The no-knock warrant was part of a narcotics investigation. No drugs were found. A grand jury declined to charge officers. Civil rights charges were brought against four. The city agreed to pay $2m to settle suits brought by Taylor’s boyfriend, Kenneth Walker.
Coming shortly before the killing of George Floyd by officers in Minneapolis, Taylor’s death fueled protests against police brutality and for systemic reform.
The justice department’s civil rights division has now concluded that Louisville police and city government “failed to adequately protect and serve and discriminated against Black people” and deployed “unjustified neck restraints” and “unreasonable use of police dogs and Tasers”.
Announcing the findings, the US attorney general, Merrick Garland, said officers had “demonstrated disrespect for the people they were sworn to protect”, some videotaping themselves “throwing drinks at pedestrians from their cars, insulting people with disabilities, and calling Black people, ‘monkeys, animal and boy’.
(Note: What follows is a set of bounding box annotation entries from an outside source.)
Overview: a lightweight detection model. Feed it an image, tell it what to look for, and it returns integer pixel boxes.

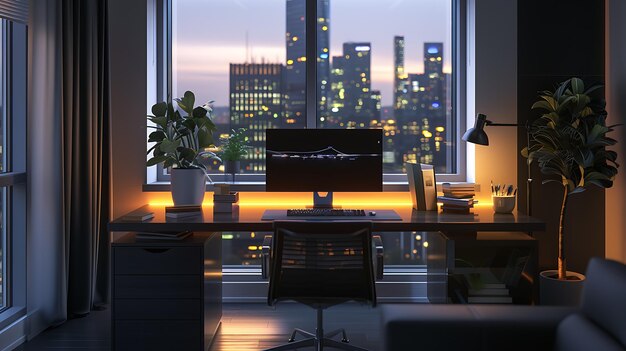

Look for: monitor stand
[307,191,341,208]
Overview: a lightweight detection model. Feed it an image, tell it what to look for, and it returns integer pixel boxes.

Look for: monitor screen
[265,129,383,192]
“This conduct is unacceptable. It’s heartbreaking,” Garland said, in Louisville. “It erodes the community trust necessary for effective policing … it is an affront to the people of Louisville who deserve better.”
Police routinely engaged in “unjustified” no-knock warrants that defied federal law and put “ordinary citizens in harm’s way”, said Kristen Clarke, assistant attorney general for civil rights, adding that officers also sought “overly broad” warrants that swept up people with remote connections to suspected criminal activity.
Louisville police disproportionately stopped Black drivers for minor traffic offenses. Black drivers were twice as likely to be cited for having a taillight out as white drivers, four times as likely to be cited for improperly tinted windows and nearly five times as likely to be cited for improper tags.
Black drivers were also 50% more likely to be searched when stopped. Louisville police charged Black drivers at higher rates.
Disparate policing also influenced who was cited for non-violent offenses. Black residents were charged at higher rates than white people for the same misdemeanor offenses, Clarke said. The report noted that Black residents were four times as likely to be charged with loitering as white residents and roughly three times as likely to be cited for disorderly conduct and littering.
Clarke said police often responded “aggressively to people criticizing the police, both in routine encounters and during lawful demonstrations” before and after Taylor’s death.
“The findings are deeply troubling and sobering,” said Vanita Gupta, US associate attorney general. “We are committed to working with Louisville on a path forward to constitutional policing and stronger police community trust.”
The city and police agreed to 36 remedial measures, building on reform efforts after Taylor’s death. The city has prohibited no-knock warrants and dispatched behavioral health specialists to scenes involving mental health episodes. Officer training and wellness support have been revamped.
The Louisville mayor, Craig Greenberg, sworn in two months ago, apologized to residents for an “unacceptable and a betrayal of the public’s trust”.
“Today marks a new day for the people of Louisville,” he said.
Clarke noted that unlawful practices were permitted because of a “lack of effective management, training, and accountability”, adding that a “pattern of racial discrimination fuels distrust”.
The civil rights attorney Ben Crump, who represents the family of Breonna Taylor and others affected by police brutality, said Taylor’s family was “encouraged” by the justice department report.
“These findings, and LMPD’s expected cooperation with … recommended remedial measures, will help protect the citizens of Louisville and shape its culture of policing,” Crump said.
“It’s steps like these, and involvement of the attorney general and the DoJ’s civil rights division, that will move our nation forward and prevent future tragedies like the one that took the life of Breonna Taylor and the countless others who have been killed unnecessarily by law enforcement.”
The justice department also announced a review of “certain policies and practices” of the Memphis police department, in the wake of the beating death earlier this year of Tyre Nichols at the hands of officers.
The review came at the request of the mayor, Jim Strickland, and police chief, Cerelyn J Davis. It will focus on “policies, practices, training, data and processes related to MPD’s use of force, de-escalation and specialized units”, the justice department said.
In the Nichols case, five Black officers have been charged with murder and other charges. Four fire department employees were also charged, NBC News reported. On Tuesday, Memphis’s chief legal officer told city councilors more than a dozen fire and police department employees had been fired. Officials said they would release 20 hours of additional video and audio.
The justice department will review the use of specialized police units across the US, an issue civil rights advocates have called for since Nichols’s death.
Officers involved in Nichols’s death were members of a now disbanded Scorpion unit, whose aim was to target violent offenders in areas beset by crime.
In Louisville, Garland said, members of a Viper unit tasked with tackling violent crime “frequently made pretextual traffic stops in Black neighborhoods”. State and federal courts found that officers in the unit violated residents’ constitutional rights.
“The unit’s activities were part of an overall enforcement approach that resulted in significant and unlawful racial disparities,” Garland said. “LMPD’s conduct has undermined its public safety mission and strained its relationship with the community it’s meant to protect and serve.”